“I never thought our baby would be a number”

STORIES

BY KYLIE MORRIS

Warning: the following article contains images and the name of an Indigenous person who has died.

Tiffany Woodley’s family would like you to remember her as she was in life, not as another statistic of family violence. Remember that she was a high achiever at school. She worked in a pharmacy. That she loved her kids, fiercely. That she was fun, a good neighbour, who liked to dress up and go out. Her aunt, Rosalie Kickett, says, “We need to keep that memory of her – that zeal she had for life. We need that zeal for us, to keep going.”

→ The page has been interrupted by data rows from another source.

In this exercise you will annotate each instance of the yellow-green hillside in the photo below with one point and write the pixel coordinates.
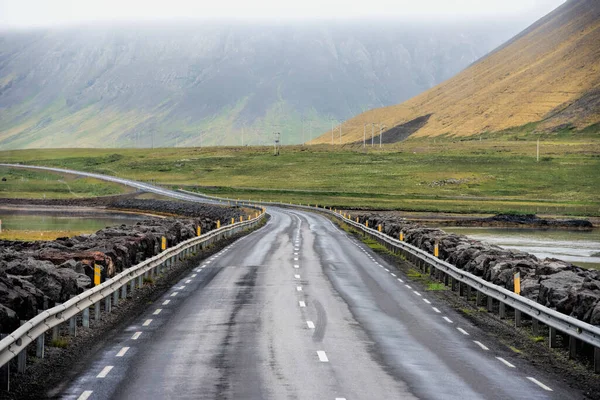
(550, 74)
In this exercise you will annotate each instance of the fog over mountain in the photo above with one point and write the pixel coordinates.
(213, 82)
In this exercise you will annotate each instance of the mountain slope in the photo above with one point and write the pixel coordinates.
(549, 73)
(166, 85)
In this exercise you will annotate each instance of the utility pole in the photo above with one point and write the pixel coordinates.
(332, 132)
(372, 133)
(277, 140)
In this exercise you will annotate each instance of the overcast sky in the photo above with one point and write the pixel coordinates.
(28, 13)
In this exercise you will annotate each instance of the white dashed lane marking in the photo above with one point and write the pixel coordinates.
(104, 372)
(85, 395)
(122, 352)
(483, 347)
(503, 361)
(540, 384)
(322, 356)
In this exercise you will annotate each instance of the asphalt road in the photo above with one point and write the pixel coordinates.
(300, 310)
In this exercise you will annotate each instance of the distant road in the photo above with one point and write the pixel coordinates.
(301, 310)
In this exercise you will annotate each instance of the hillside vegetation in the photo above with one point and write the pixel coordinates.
(548, 74)
(160, 85)
(497, 174)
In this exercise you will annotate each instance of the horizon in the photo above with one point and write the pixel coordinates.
(35, 14)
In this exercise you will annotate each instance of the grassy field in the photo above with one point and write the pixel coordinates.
(498, 174)
(22, 183)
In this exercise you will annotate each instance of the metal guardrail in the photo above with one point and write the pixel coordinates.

Tiffany was allegedly murdered at home in the Perth suburb of Bedford on August 7. She was a 35-year-old Indigenous woman, a strong woman, her family says. They want us to know her name, and remember her. “She loved her name,” says Rosalie. “That’s who she was. We didn’t want her to be a nobody. She was our little princess – we used to dress her up when she was little.”

"Enough is enough. It has to stop. If it doesn’t stop now… there’ll be more women being a number. I never thought our baby would be a number. Number 42." 

– Rosalie Kickett, Tiffany Woodley’s aunt

Tiffany’s death was the second in Perth in two weeks. Georgia Lyall, 32, was shot and killed inside her home in a suspected murder suicide. Her former partner’s body was found after a house fire in another suburb on the same day. Last year, WA experienced the highest number of reports of family assaults and threatening behaviour in nearly a decade – and those offences are on track to be even higher this year.